As I navigated my way from this survival state, organically the phone began to ring. Families facing epilepsy were being referred to me. As my advocacy efforts expanded, so did the healing in my heart and my daughter’s brain. We reaped the benefits of developing relationships with the various therapists, teachers and doctors helping our daughter. As difficult as it may be, I have found it valuable to think about each situation from the position of the school, doctors, insurance providers, etc. Amongst restrained resources and challenging environments, I worked hard to make information available to her team. I believe this facilitation allowed each provider to be effective in their role and helped in getting Mickie the support she needed.

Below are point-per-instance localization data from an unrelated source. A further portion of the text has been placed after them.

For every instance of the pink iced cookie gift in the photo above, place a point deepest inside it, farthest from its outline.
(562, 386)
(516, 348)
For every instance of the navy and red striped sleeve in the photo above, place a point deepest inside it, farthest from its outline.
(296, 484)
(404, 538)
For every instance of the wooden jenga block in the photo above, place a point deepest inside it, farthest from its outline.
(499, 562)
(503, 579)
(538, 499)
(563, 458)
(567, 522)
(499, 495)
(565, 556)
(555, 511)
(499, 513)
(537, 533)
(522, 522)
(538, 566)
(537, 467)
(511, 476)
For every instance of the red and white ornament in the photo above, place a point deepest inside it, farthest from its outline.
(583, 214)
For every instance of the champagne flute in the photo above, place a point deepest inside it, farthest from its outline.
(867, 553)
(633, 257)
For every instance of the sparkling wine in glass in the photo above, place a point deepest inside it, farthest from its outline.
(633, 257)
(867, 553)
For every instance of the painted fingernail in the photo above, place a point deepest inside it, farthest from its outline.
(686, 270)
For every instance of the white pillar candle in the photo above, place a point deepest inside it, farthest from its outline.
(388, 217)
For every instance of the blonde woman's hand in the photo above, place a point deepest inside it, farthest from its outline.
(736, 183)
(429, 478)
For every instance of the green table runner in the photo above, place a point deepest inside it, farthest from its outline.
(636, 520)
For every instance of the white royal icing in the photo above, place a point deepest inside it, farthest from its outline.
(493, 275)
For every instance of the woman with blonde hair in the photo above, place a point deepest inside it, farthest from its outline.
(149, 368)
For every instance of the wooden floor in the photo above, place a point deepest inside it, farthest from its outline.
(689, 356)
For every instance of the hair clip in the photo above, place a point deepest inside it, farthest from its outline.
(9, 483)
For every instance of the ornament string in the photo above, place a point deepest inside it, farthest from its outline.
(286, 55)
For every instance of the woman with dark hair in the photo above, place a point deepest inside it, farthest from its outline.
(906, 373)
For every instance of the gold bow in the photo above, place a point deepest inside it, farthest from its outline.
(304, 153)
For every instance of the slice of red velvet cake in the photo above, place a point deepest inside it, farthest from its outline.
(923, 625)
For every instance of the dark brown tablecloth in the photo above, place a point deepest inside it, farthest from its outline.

This way of being allowed us find a pathway to the “yes”; to ask the right questions; and put in the right referral to influence a system designed to support typically developing children. Because as we know in the special needs community, there is nothing typical about what we do. It also helped that Mickie was a bright-eyed, eager to learn, charmer.

Lastly, I shared my recent revelations about the importance of self care and healing. Every mom and dad needs to take care of themselves so they can care for their loved ones. My journey includes a daily practice of meditation, yoga, journaling and reading. Am I perfect at it? No. For me, that’s evolution. Done is better than perfect in my world.

We ended the evening with questions and an open dialogue. As mothers shared their struggles and blessings, my heart chakra radiated with love and connection. My intention was to empower them to be the best advocates for their children. They were warriors fighting on behalf of our most vulnerable. I sought to inspire them and they inspired me.